Generally, when a taxpayer sells real or personal property and experiences a gain on the sale, the taxpayer will be required to pay tax on the gain. A like-kind exchange under Section 10-31 of the Internal Revenue Code (the “IRC”) is an exception to this general rule. In a like-kind exchange, the IRS allows a taxpayer to sell investment property (the “Relinquished Property”), which can be either real or personal property, and re-invest the proceeds in a similar investment property (the “Replacement Property”) without having to pay taxes on any gain associated with the sale of the Relinquished Property. Importantly, the un-recognized tax is not forgiven by the IRS, but rather is deferred to be paid at a later taxable transaction. To defer the tax on all of the gain from the sale of the Relinquished Property, the Replacement Property (or properties) must be of at least equal value to the Relinquished Property.

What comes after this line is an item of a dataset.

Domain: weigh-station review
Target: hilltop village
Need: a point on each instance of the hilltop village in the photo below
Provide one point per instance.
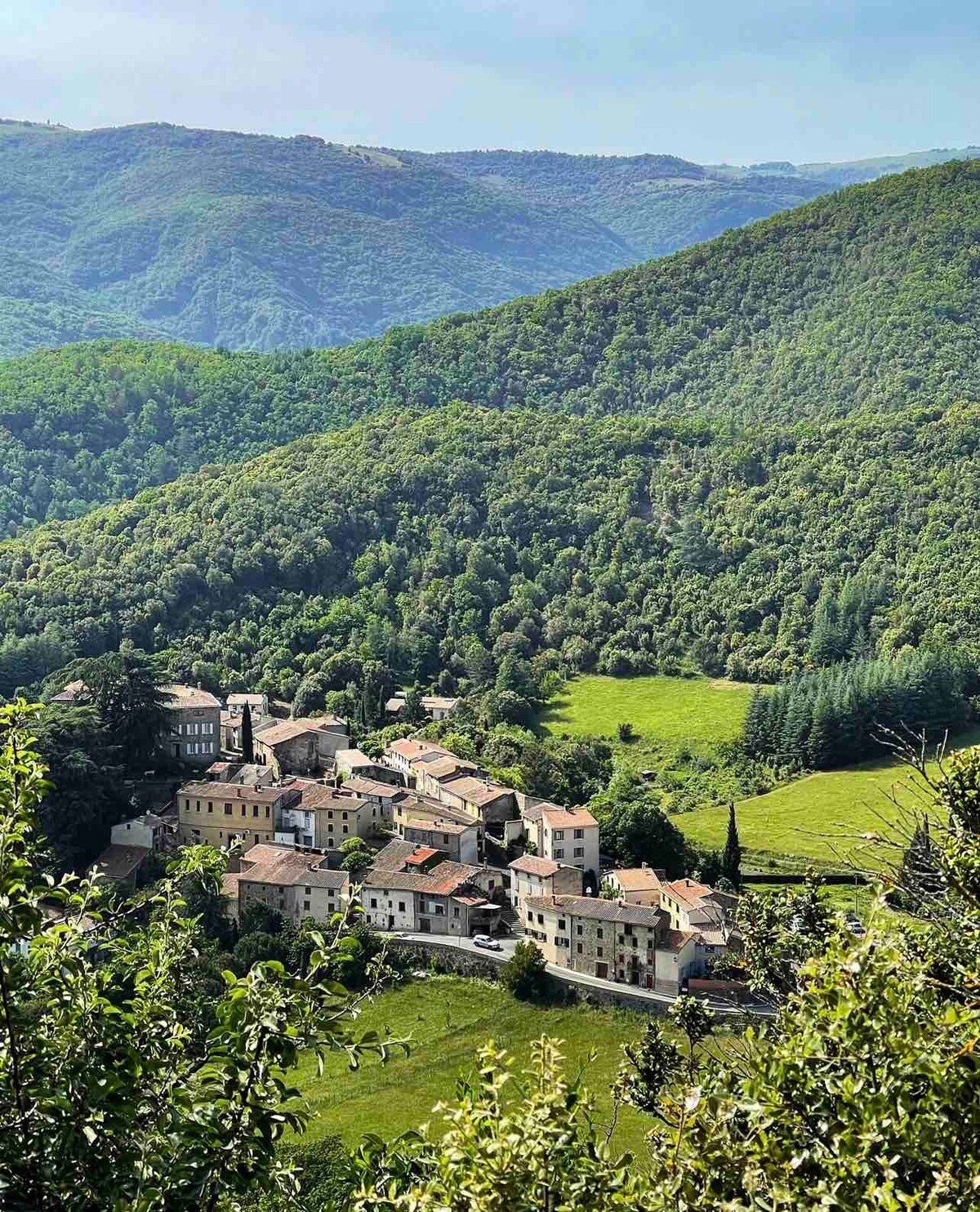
(426, 841)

Additional cash that remains after the acquisition of the Replacement Property will be taxed.
Tax-deferred treatment is only available for the exchange of investment property. A taxpayer’s personal residence or property maintained for personal use will not be eligible. Additionally, property held for the purpose of resale will be considered inventory and will not qualify for a like-kind exchange. Developers that flip real-estate properties will not meet the requirements for a like-kind exchange because the intent is to re-sell the property rather than hold it for investment purposes.
A basic like-kind exchange (also known as a forward exchange) transaction must meet several requirements in order to qualify for tax-deferred treatment under Section 10-31 of the IRC:
The properties to be exchanged must be of a like-kind. This like-kind requirement is based on the nature and character of the property. A taxpayer will not, for example, be permitted to exchange equipment for an undeveloped parcel of land. Exchanges of real property will be considered of a like-kind regardless of whether the properties are used for similar purposes.

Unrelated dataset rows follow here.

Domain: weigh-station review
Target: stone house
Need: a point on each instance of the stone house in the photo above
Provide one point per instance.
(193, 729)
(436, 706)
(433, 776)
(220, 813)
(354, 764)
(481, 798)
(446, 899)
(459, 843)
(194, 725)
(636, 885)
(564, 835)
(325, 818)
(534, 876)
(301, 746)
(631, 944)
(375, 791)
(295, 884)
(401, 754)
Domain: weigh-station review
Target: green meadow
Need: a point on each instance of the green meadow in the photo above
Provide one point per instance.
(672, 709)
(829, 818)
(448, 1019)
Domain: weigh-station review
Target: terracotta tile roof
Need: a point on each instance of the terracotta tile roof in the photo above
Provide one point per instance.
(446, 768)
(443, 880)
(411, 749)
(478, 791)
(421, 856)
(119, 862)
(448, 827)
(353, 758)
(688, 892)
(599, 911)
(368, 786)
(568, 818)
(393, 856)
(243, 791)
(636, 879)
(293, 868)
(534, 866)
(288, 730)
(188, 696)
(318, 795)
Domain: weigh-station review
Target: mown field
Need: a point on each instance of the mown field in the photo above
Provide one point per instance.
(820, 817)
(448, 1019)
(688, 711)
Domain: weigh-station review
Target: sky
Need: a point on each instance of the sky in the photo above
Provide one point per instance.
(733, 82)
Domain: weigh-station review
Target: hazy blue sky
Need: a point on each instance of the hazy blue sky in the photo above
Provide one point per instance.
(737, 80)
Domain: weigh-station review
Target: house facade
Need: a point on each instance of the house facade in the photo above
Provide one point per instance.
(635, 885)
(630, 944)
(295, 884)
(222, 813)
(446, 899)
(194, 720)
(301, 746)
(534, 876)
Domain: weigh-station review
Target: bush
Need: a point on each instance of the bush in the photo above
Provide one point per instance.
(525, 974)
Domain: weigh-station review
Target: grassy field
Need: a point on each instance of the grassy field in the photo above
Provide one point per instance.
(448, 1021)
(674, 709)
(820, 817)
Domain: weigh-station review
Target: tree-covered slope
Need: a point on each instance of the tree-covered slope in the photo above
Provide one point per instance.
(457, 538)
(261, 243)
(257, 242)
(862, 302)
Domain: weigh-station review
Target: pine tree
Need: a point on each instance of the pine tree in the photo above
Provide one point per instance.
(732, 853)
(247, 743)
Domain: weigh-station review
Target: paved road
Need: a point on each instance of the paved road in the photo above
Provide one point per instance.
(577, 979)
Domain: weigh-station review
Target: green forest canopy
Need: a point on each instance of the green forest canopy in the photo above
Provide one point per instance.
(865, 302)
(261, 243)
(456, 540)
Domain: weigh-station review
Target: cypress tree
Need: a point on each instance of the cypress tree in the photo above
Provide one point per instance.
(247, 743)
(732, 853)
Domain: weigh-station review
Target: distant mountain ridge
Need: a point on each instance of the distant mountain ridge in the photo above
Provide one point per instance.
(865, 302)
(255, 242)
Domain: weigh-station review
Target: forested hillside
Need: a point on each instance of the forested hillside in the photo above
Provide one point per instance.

A like-kind exchange requires the same taxpayer to be on both sides of the transaction. Accordingly, title to the Relinquished Property and the Replacement Property must mirror one another.
A taxpayer is not required to simultaneously swap the Relinquished Property and the Replacement Property. Rather, a taxpayer has up-to 45 days to identify the Replacement Property. A taxpayer may identify 3 properties for the Replacement Property without concern to value. The taxpayer may identify more than 3 properties, but the total value of such properties may not exceed 200% of the value of the Relinquished Property. The entire transaction must be completed within 180 days from the closing of the Relinquished Property.
Except in rare circumstances where a taxpayer simultaneously swaps the Relinquished Property for the Replacement Property, the IRC prohibits the taxpayer from completing a like-kind exchange through a direct transfer. In most cases, the exchange must be completed through an un-related third-party who facilitates the transaction, known as a qualified intermediary. A qualified intermediary can acquire and transfer title for both the Relinquished Property and the Replacement Property to avoid the taxpayer partaking in a direct transfer.